Comparaison avec les 9 armées voisines du B9 (37)
L’accent mis actuellement par l’Europe de l’Est sur la masse militaire, intégrant la création par l’Estonie d’un échelon divisionnaire et les forces déployées de l’Otan qui totalisent désormais 40 000 hommes, suggère que l’Ukraine maintiendra après la guerre un volume de force conséquent. Il est important de comparer le volume de force avant l’invasion par rapport à ses voisins immédiats, à la fois en termes numériques et par habitant, afin d’apprécier comment l’Ukraine avait déjà pris conscience de la menace que faisait peser la Russie sur son territoire (figure 2).

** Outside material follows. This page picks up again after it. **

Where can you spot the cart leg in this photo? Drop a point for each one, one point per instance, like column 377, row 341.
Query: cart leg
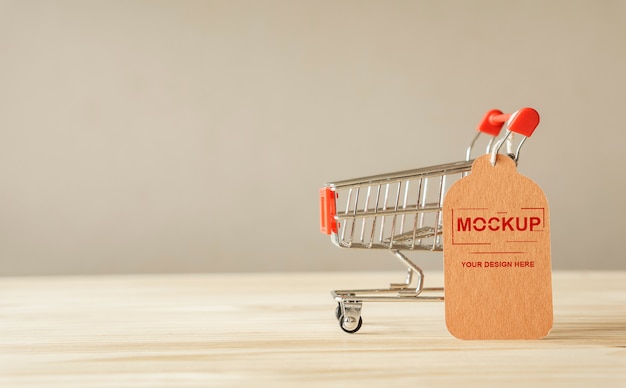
column 350, row 318
column 406, row 284
column 412, row 268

Cette comparaison grossière suggère que post-guerre pour s’aligner sur les forces voisines, l’Ukraine devra réduire de 20 % la taille de son armée régulière. Par extrapolation, les forces terrestres ukrainiennes devraient être de l’ordre de 96 000 h, avec une composante de réserve importante de 900 000 h. Cette affirmation simpliste doit être pondérée par deux facteurs. En 2023, l’Ukraine se trouvait déjà dans une situation de guerre et avait augmenté ses forces depuis 2014. D’autres États de la région (Pologne, Allemagne, Roumanie, États baltes) augmentent leurs dépenses de défense à la suite de l’invasion russe, ce qui signifie que l’alignement de l’armée ukrainienne sur les chiffres de 2021 des États voisins ne représente pas fidèlement le point à atteindre, alors que la Russie est désormais passée à l’action. La réserve de l’Ukraine fait de ce pays la deuxième armée d’Europe en termes d’effectifs, après la Russie. Sur la base de ces données, l’Ukraine occupe actuellement la deuxième place en termes de volume de soldats par habitant, par rapport aux pays du B9. Si l’on tient compte d’une force terrestre polonaise qui s’élève désormais à 325 000 h (soit une moyenne par habitant de 0,008), l’armée ukrainienne devrait finalement compter 165 573 h pour se comparer aux autres pays du B9. Cela représente une baisse de 21 % par rapport aux effectifs de l’Ukraine en 2021.
Ambition
« Nous devons devenir des Islandais pour le football, des Israéliens pour la défense de notre terre, des Japonais pour la technologie. »
Volodymyr Zelensky (38)
Les ambitions militaires déclarées de l’Ukraine se sont naturellement accrues tout au long du conflit actuel, dotant le pays de certaines des dernières technologies disponibles. Les besoins militaires ukrainiens ont dépassé les simples capacités terrestres, pour inclure des avions de combat. Ainsi, les capacités militaires de l’Ukraine ont été largement rehaussées par la mise en disposition d’une gamme complète de moyens militaires de la part des pays occidentaux. Cela inclut même des moyens des domaines cybernétique et spatial, ainsi que du renseignement stratégique. Il ne fait aucun doute que cela aura influencé l’opinion de l’Ukraine sur ce que le pays voudra post-guerre. Dès 2020, l’ancien lieutenant-général et ministre de la Défense ukrainien Andrii Taran affirmait que : « Pour garantir une capacité de défense élevée du pays, nous devons créer un système de défense territoriale complet et de grande envergure. Bien entendu, cette tâche n’incombe pas uniquement au ministère de la Défense ou à l’état-major général. C’est l’une des priorités de l’ensemble du système de sécurité nationale (39). »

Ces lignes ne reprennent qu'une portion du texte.